Se decía de ellos que eran extranjeros, pues tenían la tez blanca como la tiza, el pelo y las cejas rubias como la avena, y una cierta finura extraña al andar. La familia Glücklich (pronúnciese gluilijk) había acaparado la atención de los habitantes de la zona desde su llegada a la casa del escritor Galdós. Representaban una familia rica, saludable y bien posicionada. Sin embargo, a su alrededor se emitía un deje de infelicidad, parecían algo tristes. Sobre se los veía aburridos, muy aburridos: cualquiera hubiese jurado que en la vida se les había visto sonreír. Bien es cierto, aún así, que en la familia había una magnífica excepción: el padre, un hombre de esplendidas facciones, iluminadas por algún áurea de honestidad, mentón muy marcado, barba inexistente, unos labios finos y sinceros que a muchas mujeres le hicieron pensar que era dúctiles al uso; y que por lo demás, parecía vestir como un buen inglés de la época.

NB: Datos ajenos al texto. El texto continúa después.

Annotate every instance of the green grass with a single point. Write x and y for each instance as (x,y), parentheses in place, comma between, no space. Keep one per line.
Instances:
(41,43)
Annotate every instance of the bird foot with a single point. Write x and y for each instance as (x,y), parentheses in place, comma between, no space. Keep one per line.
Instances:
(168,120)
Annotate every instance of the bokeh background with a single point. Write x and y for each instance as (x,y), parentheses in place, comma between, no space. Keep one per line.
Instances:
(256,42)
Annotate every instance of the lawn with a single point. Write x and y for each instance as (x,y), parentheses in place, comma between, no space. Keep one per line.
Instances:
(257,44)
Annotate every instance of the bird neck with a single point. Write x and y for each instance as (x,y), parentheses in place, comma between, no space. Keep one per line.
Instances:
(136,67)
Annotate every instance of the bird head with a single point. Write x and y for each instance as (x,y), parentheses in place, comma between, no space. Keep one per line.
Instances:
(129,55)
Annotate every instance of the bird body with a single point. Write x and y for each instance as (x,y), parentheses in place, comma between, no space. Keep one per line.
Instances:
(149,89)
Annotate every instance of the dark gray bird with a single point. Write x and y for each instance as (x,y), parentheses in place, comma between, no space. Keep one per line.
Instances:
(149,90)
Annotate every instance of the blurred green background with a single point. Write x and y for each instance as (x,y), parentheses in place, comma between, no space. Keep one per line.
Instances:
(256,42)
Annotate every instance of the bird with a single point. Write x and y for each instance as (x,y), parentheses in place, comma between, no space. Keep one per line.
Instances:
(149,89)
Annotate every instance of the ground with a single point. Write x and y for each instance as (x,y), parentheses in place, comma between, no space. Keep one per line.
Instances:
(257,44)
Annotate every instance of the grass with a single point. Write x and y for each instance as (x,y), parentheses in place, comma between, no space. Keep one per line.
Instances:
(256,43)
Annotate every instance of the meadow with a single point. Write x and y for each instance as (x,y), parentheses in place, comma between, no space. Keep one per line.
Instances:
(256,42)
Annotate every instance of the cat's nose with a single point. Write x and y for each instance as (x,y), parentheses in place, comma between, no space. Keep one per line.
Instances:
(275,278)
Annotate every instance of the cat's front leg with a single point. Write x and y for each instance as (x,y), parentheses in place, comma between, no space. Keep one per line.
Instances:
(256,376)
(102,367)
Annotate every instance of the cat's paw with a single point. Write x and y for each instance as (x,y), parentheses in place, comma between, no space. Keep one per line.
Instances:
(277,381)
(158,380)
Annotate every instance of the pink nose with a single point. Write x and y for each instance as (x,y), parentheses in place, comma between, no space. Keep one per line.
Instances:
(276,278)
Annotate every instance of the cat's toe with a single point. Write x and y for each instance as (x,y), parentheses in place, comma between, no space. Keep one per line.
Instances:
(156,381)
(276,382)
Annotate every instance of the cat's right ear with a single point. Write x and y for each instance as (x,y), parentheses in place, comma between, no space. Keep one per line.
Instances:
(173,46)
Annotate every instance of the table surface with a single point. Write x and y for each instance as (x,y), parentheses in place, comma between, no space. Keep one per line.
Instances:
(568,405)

Solía andar por el mercado y se relacionaba bastante bien sin problemas, hablando un perfecto español.
La mujer era de aspecto seco, ni mucho ni poco agraciada, la cual dejaba entrever a la altura de su pecho dos senos generosos, que hacían olvidar su poca belleza. Vestía siempre de forma elegante y formal, como si a cada momento le surgiesen acontecimientos importantes.
De las hijas poco se sabía, pues casi nunca se las veía por la calle.

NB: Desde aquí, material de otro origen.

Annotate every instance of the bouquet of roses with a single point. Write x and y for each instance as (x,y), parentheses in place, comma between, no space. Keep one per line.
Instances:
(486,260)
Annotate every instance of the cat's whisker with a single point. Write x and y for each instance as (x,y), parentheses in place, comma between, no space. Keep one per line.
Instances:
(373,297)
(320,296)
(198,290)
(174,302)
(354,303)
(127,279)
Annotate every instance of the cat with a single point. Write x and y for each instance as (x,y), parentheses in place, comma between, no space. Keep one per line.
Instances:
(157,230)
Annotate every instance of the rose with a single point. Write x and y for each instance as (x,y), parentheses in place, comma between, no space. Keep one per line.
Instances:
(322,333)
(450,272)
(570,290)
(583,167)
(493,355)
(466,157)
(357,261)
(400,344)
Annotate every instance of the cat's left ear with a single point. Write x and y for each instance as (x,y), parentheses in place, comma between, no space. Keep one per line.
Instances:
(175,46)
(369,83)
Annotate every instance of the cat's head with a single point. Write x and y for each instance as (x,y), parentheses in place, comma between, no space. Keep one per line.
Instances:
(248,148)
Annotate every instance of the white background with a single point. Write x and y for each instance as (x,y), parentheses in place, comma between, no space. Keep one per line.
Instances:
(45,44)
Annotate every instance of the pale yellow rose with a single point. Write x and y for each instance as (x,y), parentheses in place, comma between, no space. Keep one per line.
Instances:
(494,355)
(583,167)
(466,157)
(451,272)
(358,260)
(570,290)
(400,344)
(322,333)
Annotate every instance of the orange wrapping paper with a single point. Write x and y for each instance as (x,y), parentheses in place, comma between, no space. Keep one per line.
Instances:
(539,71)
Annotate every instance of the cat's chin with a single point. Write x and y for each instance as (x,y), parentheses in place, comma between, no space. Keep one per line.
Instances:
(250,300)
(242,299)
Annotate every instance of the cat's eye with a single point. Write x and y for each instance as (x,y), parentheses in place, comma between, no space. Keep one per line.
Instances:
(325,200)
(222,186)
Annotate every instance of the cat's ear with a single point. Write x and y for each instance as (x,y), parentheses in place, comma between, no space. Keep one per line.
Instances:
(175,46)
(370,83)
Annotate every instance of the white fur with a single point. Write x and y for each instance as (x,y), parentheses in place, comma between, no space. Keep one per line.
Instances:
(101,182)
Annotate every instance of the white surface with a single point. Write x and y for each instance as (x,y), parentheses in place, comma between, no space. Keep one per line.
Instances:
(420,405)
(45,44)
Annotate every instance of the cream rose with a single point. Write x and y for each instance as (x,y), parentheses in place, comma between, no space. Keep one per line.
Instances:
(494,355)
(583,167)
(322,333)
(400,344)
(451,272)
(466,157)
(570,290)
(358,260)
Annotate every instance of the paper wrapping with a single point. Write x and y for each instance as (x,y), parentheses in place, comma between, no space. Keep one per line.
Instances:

Corría el mes de junio de 1921, y la casa Galdós había sido comprada por los Glücklich. Siempre se pensó que en su lugar nacería algún tipo de museo, por lo que concluyeron que en la compra se había invertido una gran suma de dinero, que solo alguien de inmensa riqueza podría haber hecho tal cosa, y nadie dudó de ellos, pues la familia así lo aparentaba. Ciertos días se les había visto dándose los más inusuales lujos: coches de horas (autobús) privados, servicios exclusivos de mantenimiento, etc.
Era verano, y eso se notaba en el clima, aunque ya todos estaban acostumbrados a tales temperaturas, su piel así lo describía y sus ojos miraban medio cerrados, adaptados a la luz solar.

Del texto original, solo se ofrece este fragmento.